Many economists and investors expected CPI inflation to rise smoothly due to an increase in electricity and gas prices. After droughts in US and Russia and light monsoons in India, a further rise in food prices has also been anticipated. The Bank of England, having been witnessed a CPI inflation above the 2% target for more than three years, now expects inflation to fall back in the autumn of 2014.

Stubborn inflation deterred some policy-makers from approving another cash boost for the economy in November, and this month the Bank again voted against more government bond purchases.

Economists are divided over whether quantitative easing (the Bank of England purchasing treasuries, lowering their yields and boosting bank lending to households and businesses) does much to support growth and jobs, and some fear it has only lifted inflation. A quarterly BoE report released on Tuesday concluded that QE succeeded in increasing money supply throughout its three rounds.

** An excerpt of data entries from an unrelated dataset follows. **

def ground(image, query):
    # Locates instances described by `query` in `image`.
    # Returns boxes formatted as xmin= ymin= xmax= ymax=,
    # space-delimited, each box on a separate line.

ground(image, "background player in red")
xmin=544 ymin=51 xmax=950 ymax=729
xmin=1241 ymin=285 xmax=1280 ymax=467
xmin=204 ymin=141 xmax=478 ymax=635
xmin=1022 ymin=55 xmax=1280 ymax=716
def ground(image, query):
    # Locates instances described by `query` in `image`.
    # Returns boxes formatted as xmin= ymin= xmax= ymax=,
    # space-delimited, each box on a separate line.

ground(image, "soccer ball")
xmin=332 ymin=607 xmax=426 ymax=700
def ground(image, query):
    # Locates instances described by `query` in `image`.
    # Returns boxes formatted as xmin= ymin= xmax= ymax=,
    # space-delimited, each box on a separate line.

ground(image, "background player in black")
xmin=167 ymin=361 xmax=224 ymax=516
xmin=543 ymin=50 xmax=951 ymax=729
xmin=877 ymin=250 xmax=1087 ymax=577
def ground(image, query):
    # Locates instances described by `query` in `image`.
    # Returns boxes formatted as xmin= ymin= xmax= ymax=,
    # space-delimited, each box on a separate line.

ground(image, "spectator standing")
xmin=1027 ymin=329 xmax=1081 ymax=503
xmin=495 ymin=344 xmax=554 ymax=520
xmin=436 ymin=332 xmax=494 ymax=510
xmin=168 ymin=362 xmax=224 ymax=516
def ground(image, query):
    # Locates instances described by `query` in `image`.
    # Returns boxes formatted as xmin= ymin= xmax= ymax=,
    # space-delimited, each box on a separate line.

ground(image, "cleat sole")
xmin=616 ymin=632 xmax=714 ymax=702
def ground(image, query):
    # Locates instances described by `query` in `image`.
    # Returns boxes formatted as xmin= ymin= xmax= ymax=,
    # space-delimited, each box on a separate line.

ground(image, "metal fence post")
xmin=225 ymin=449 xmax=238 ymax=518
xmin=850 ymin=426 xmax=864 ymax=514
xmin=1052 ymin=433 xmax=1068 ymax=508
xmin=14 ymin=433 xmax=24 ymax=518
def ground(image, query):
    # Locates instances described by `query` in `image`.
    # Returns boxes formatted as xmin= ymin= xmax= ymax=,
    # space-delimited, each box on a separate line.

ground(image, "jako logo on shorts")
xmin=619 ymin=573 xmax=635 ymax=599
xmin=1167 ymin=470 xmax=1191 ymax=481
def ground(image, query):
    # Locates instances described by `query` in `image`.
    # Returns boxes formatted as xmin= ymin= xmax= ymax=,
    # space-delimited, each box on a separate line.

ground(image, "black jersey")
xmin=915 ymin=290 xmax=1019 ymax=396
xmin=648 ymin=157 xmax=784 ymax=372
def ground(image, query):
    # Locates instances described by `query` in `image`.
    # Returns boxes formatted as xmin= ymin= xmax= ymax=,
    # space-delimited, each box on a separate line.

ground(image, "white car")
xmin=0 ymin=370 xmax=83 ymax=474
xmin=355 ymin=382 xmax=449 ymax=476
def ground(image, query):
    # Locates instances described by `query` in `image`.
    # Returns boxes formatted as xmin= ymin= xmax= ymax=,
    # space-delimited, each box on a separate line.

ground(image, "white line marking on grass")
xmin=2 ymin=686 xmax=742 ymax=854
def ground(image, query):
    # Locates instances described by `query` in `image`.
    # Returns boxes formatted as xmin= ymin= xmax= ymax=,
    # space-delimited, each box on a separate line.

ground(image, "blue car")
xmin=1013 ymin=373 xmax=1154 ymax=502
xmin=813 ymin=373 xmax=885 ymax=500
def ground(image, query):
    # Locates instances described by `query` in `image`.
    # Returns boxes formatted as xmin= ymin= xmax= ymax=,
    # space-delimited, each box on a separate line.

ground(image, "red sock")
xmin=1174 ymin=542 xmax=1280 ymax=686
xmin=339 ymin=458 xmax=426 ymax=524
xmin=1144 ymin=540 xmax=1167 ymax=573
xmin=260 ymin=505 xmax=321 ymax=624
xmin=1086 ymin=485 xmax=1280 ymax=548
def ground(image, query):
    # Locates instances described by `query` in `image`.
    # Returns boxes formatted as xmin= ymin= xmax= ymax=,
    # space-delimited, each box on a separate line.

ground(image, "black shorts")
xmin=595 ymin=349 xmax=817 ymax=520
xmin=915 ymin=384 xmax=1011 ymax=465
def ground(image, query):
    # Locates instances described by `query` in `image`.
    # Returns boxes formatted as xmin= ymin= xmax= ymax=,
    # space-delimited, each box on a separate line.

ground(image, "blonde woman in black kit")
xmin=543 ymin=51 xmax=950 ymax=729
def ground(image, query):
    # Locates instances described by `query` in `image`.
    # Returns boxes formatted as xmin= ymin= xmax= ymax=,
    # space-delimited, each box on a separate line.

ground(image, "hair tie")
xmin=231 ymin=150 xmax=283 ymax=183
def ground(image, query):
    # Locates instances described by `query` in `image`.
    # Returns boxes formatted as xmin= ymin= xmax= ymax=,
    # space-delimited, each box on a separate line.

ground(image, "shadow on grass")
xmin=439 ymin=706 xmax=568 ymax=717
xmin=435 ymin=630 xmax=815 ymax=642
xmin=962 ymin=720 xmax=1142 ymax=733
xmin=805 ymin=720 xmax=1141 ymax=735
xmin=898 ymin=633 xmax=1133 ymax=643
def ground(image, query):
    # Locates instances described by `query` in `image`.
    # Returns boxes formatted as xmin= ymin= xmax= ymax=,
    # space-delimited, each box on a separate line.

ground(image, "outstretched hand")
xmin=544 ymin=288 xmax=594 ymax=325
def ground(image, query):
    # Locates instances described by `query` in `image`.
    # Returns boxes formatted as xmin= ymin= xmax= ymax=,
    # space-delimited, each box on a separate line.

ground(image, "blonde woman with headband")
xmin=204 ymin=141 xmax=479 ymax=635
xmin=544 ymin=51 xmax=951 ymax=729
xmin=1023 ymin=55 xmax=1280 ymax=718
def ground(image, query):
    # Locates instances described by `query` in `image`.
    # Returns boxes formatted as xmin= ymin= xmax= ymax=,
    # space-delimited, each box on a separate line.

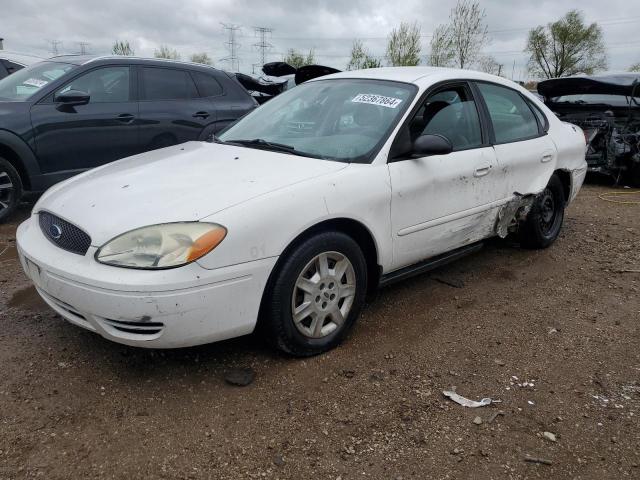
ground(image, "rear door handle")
xmin=116 ymin=113 xmax=135 ymax=123
xmin=541 ymin=153 xmax=553 ymax=163
xmin=473 ymin=164 xmax=492 ymax=177
xmin=193 ymin=111 xmax=210 ymax=119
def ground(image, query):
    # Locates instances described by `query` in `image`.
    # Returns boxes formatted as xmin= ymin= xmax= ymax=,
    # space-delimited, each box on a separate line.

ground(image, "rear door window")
xmin=477 ymin=83 xmax=540 ymax=143
xmin=141 ymin=67 xmax=198 ymax=100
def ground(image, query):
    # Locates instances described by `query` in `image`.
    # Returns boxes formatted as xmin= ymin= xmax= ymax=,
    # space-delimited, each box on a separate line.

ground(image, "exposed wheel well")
xmin=554 ymin=169 xmax=571 ymax=203
xmin=0 ymin=144 xmax=29 ymax=190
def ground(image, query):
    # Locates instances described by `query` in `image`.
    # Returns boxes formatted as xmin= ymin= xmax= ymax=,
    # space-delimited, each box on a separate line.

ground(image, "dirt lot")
xmin=0 ymin=183 xmax=638 ymax=480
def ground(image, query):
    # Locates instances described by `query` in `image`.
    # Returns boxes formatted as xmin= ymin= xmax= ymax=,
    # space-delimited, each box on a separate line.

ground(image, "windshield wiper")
xmin=225 ymin=138 xmax=296 ymax=152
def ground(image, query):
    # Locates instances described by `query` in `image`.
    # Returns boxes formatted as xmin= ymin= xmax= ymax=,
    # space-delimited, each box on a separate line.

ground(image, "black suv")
xmin=0 ymin=55 xmax=257 ymax=221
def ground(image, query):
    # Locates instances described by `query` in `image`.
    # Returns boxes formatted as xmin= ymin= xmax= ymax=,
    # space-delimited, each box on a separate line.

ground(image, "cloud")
xmin=2 ymin=0 xmax=639 ymax=77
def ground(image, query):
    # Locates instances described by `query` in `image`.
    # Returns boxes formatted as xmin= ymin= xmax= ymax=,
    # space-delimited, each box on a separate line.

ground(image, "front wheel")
xmin=0 ymin=158 xmax=22 ymax=224
xmin=263 ymin=231 xmax=368 ymax=357
xmin=519 ymin=174 xmax=565 ymax=249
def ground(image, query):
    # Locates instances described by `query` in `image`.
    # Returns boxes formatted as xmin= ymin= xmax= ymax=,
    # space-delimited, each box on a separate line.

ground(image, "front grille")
xmin=39 ymin=211 xmax=92 ymax=255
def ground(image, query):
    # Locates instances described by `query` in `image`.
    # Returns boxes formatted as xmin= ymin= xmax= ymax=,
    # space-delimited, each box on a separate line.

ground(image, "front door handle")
xmin=193 ymin=111 xmax=210 ymax=119
xmin=541 ymin=153 xmax=553 ymax=163
xmin=116 ymin=113 xmax=135 ymax=124
xmin=473 ymin=164 xmax=492 ymax=177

Recently the Bank of England has tolerated high inflation because of the depressed state of the economy, which led the Bank to overestimate how quickly CPI would return to its normal target. Mark Carney, the governor of the Canadian central bank who will take over Sir Mervin King in June, has already hinted at the possibility to scrap the inflation target and replace it with one based on nominal GDP (not adjusted for inflation). The move would enable the Bank to tolerate higher inflation in a period of recession, to inject some more money into the real economy and to act more aggressively against an economic slump.